How does DISQO work?
For students, it's simple. Search through our content to find educational material. A "lesson" is a 30 second to 45 minute video, interactive exercise or game, reading or exam that can be played right on your browser without leaving our site. "Courses" make up the backbone of DISQO. They are sequenced progressions of approximately 5 to 50 lessons on a particular topic, (say "Ants" or "British Kings and Queens" or "Introductory Japanese") that together give a detailed understanding of that topic. You can also think of them as playlists. A "curriculum" meanwhile is a structured progression of courses and lessons that gives a comprehensive understanding of a particular subject area across a broad range of topics, usually encompassing 6 months to six years of study, depending on the subject and the target age group. However, these are loose definitions of how courses and curriculums work within DISQO and specific examples may vary widely in time scale, scope and may embrace more than one subject or faculty of learning at a time.

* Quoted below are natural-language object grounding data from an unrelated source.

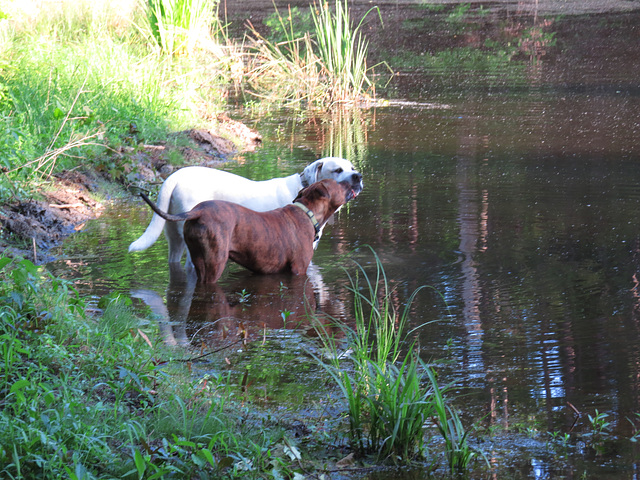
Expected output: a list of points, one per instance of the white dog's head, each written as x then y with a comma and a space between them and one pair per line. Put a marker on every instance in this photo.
336, 168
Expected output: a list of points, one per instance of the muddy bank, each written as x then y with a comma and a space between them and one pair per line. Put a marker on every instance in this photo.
30, 228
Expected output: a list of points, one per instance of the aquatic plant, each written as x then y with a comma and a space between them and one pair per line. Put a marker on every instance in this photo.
177, 25
599, 423
325, 68
458, 452
84, 397
387, 403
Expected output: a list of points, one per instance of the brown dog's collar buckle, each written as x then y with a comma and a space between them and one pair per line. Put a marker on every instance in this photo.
311, 216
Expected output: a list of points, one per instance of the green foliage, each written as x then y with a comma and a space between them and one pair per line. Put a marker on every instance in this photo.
77, 86
86, 398
177, 25
297, 23
387, 401
599, 422
323, 64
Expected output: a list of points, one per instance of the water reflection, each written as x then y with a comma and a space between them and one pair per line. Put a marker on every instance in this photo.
242, 307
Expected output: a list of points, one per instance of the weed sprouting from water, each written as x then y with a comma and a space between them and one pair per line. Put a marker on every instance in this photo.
389, 400
323, 68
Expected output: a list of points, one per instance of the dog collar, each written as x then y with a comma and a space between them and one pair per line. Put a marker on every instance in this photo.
311, 216
303, 180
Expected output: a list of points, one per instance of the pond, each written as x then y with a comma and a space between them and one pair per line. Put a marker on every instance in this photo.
513, 195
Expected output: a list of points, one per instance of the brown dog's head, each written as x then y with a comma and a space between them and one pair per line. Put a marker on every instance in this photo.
323, 198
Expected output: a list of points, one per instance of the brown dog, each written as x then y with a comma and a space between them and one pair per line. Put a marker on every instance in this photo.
276, 241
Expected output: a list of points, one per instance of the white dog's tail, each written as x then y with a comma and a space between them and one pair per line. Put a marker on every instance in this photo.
156, 225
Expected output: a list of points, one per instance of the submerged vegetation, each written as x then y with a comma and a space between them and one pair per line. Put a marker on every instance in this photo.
391, 395
99, 396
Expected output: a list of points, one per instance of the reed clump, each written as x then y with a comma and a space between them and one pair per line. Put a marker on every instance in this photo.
391, 395
324, 67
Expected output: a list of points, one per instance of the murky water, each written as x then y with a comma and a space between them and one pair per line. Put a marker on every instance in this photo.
516, 202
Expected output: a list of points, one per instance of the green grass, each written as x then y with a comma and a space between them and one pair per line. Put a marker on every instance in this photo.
79, 85
178, 25
84, 397
319, 65
389, 393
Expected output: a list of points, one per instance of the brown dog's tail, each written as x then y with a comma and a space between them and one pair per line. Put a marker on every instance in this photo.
167, 216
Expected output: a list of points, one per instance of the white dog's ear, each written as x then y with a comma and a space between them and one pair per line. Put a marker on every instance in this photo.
318, 170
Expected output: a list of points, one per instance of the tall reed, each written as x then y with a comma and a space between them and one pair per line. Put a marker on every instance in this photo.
177, 25
325, 67
342, 50
387, 404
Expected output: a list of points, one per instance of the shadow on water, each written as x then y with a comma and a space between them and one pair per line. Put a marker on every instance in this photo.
518, 203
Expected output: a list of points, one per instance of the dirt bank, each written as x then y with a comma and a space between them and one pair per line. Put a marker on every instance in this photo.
29, 228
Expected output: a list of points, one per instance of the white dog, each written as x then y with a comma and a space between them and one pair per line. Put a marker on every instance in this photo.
189, 186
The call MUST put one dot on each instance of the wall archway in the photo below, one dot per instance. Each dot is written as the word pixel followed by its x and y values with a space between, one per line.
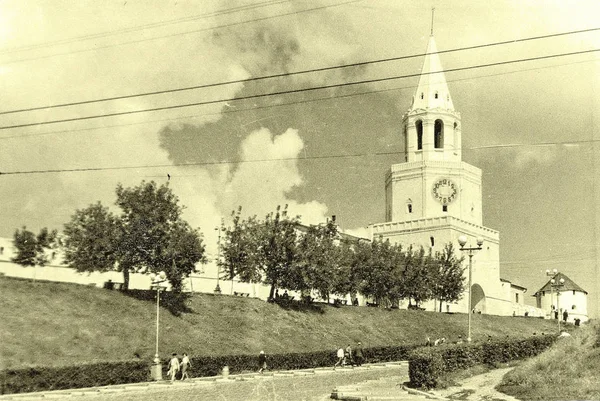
pixel 478 298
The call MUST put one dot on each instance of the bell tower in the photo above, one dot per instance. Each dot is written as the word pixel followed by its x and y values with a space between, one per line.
pixel 433 181
pixel 431 126
pixel 432 196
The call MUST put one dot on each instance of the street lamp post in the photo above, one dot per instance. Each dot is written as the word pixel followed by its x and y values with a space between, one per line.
pixel 218 287
pixel 462 240
pixel 157 280
pixel 554 284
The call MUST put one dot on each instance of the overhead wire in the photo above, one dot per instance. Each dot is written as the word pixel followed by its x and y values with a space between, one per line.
pixel 291 103
pixel 98 35
pixel 183 33
pixel 290 91
pixel 288 74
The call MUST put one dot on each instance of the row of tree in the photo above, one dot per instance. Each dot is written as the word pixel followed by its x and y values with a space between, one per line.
pixel 282 253
pixel 147 233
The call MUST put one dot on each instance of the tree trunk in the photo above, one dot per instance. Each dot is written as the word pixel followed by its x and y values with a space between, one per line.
pixel 272 291
pixel 125 278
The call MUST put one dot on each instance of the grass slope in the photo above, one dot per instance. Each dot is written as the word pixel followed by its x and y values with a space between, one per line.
pixel 567 371
pixel 45 323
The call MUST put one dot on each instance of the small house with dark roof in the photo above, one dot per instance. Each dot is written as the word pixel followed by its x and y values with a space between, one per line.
pixel 556 298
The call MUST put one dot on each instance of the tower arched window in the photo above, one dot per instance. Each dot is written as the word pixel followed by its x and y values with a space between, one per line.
pixel 405 144
pixel 439 134
pixel 419 126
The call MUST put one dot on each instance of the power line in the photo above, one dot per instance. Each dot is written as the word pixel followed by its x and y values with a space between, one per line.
pixel 142 27
pixel 290 91
pixel 320 69
pixel 183 33
pixel 226 162
pixel 305 101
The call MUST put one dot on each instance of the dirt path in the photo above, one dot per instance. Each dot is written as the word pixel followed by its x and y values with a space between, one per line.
pixel 478 388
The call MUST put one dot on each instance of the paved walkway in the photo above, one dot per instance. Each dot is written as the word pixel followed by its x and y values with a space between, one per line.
pixel 388 388
pixel 150 387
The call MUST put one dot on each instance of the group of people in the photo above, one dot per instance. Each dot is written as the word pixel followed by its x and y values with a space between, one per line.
pixel 175 366
pixel 350 356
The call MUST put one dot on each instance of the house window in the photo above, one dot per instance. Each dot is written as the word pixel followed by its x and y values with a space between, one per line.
pixel 419 126
pixel 439 134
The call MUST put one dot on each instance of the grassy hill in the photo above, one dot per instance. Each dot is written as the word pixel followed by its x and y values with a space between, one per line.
pixel 567 371
pixel 45 323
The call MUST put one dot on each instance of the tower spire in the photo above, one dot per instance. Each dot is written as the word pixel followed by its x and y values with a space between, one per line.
pixel 432 91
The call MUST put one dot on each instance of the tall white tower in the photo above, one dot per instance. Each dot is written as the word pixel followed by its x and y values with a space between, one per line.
pixel 433 197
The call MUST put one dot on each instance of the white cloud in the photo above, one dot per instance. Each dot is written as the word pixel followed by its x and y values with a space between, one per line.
pixel 526 157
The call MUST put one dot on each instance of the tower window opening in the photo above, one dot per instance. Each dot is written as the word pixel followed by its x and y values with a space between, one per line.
pixel 439 134
pixel 419 126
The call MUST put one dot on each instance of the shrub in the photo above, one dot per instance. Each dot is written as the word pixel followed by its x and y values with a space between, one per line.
pixel 427 366
pixel 110 373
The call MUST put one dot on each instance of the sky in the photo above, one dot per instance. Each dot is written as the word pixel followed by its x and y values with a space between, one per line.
pixel 531 126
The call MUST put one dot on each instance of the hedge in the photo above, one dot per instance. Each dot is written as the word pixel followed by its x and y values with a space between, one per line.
pixel 111 373
pixel 428 365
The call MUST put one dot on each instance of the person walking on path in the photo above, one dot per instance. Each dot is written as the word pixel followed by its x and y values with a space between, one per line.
pixel 358 354
pixel 173 367
pixel 349 358
pixel 340 355
pixel 262 362
pixel 185 364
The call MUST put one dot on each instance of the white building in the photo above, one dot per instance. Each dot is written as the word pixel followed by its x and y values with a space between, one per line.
pixel 569 296
pixel 433 197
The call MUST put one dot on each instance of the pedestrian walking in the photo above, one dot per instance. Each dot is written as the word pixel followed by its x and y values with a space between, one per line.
pixel 173 367
pixel 262 362
pixel 349 358
pixel 340 355
pixel 358 354
pixel 185 364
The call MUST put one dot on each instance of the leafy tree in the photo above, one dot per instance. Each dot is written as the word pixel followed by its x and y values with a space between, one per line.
pixel 276 251
pixel 448 276
pixel 91 239
pixel 239 249
pixel 379 268
pixel 149 234
pixel 32 250
pixel 319 259
pixel 418 276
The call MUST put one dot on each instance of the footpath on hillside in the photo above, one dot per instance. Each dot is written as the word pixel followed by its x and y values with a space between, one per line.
pixel 372 382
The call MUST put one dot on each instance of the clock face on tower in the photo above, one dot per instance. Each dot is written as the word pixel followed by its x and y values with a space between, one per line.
pixel 445 191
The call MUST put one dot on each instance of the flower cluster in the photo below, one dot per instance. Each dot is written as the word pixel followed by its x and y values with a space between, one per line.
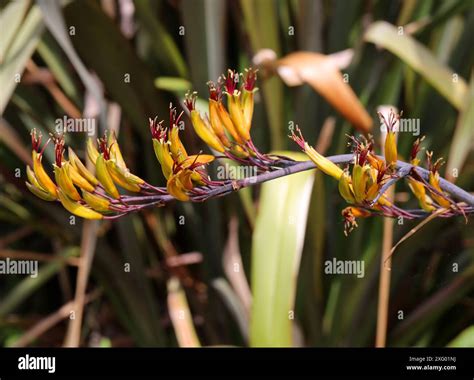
pixel 227 129
pixel 182 172
pixel 101 193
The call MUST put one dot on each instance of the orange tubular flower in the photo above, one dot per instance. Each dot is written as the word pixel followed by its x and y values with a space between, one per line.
pixel 182 172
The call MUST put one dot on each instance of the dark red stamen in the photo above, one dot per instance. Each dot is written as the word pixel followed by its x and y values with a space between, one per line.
pixel 58 149
pixel 299 139
pixel 35 140
pixel 250 78
pixel 104 148
pixel 214 91
pixel 231 81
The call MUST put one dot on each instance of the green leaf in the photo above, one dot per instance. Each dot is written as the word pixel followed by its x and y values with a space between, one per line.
pixel 56 24
pixel 20 49
pixel 166 50
pixel 463 139
pixel 172 84
pixel 282 216
pixel 420 59
pixel 106 51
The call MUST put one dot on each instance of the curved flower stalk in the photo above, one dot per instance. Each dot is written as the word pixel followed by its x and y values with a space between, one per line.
pixel 84 194
pixel 366 178
pixel 113 191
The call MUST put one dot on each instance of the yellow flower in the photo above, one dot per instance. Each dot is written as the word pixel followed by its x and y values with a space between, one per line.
pixel 202 128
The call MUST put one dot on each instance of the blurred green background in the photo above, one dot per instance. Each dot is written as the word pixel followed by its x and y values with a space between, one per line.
pixel 247 269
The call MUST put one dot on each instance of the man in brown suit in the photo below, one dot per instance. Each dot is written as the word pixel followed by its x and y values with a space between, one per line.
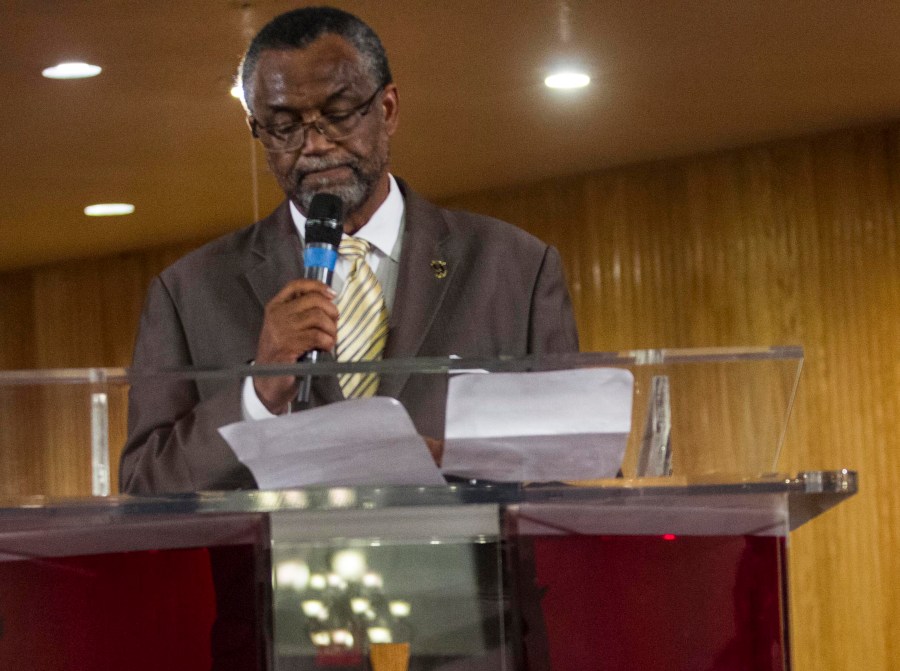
pixel 320 98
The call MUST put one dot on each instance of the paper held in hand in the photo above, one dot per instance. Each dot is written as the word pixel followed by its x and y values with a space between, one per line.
pixel 513 427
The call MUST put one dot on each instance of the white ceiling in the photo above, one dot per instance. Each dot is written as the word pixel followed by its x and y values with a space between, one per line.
pixel 159 129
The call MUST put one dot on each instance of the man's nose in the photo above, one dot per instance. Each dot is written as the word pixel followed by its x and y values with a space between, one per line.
pixel 315 141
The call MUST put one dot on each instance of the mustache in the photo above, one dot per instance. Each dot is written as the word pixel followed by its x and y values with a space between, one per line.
pixel 314 164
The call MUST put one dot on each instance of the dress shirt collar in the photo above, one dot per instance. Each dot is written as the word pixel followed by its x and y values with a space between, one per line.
pixel 382 229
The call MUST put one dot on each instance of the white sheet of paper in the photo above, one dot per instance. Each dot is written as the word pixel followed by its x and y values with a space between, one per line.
pixel 369 441
pixel 538 427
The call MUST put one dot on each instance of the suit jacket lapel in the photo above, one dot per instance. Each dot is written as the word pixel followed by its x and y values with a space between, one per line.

Students are encouraged to enroll in courses and curriculums as enrolling opens up a variety of extra features including the ability to engage in ongoing course/curriculum forums and live tutorials.
As a teacher (all DISQO users have the ability to be both teacher and student) you have access to an ever expanding database of free to use resources including lesson plans, lessons, courses and full curricula. You also have access to videos of great teachers in action giving lectures or facilitating games and activities which may help with you own learning environments.
Whether a professional teacher or an enthusiastic hobbyist with a generous heart, DISQO gives you the power to create learning tools for your own use or to share and develop with a wide educator community. As a teacher we ask you to contribute and develop you best content for teaching and learning, as well as critiquing other educational material on DISQO. Our ardent belief is that with your help we can achieve our ambitions goals as described below.
What are our short and long-term goals?
- Long-term we aim to make high quality learning tools available to all.
- Short-term, we are working towards building a solid database of educational content for our site.
- In quantitative terms:
- At least five lessons in all 126 subject areas of the site by the end of March 2010. COMPLETE
Stable beta version of the site ready for public launch end of July 2010. COMPLETE
A full basic Japanese course suitable for JPLT-4 preparation.
Secure funding to continue our efforts.
What progress has been made towards our goals?
- Over the course of 2009-10 we have created the framework for the DISQO website. It is now ready for the public to view, register, and enrol in our published learning content. Once registered, users can now publish their content and collaborations to the site for the benefit of all.
- As for our long term goal, a modest start, but we have 105 registered users.
How does DISQO maintain quality?
Basically through examination. We are constantly working with various qualifying organisations to create DISQO compliant examinations. Wherever possible, we will gain varification of the content of these exams by the leading relevant organisations. From there, quality filters down because the lessons and courses that teach accurately towards the examinations develop the most successful students
How can you get help?
- If you are new to DISQO, a great place to start is the "How to DISQO" tutorial.
- If your questions remain unanswered and aren't answered below or in the about page, look on the main forum. If you still have no luck, post a question there. A member of the DISQO community will try to answer you as soon as possible.
Where does the name DISQO come from?
DISQO, pronounced "disco" is a bastardisation of the Latin word to learn and stands for the Database of Internet Schooling and Qualifying Organisations.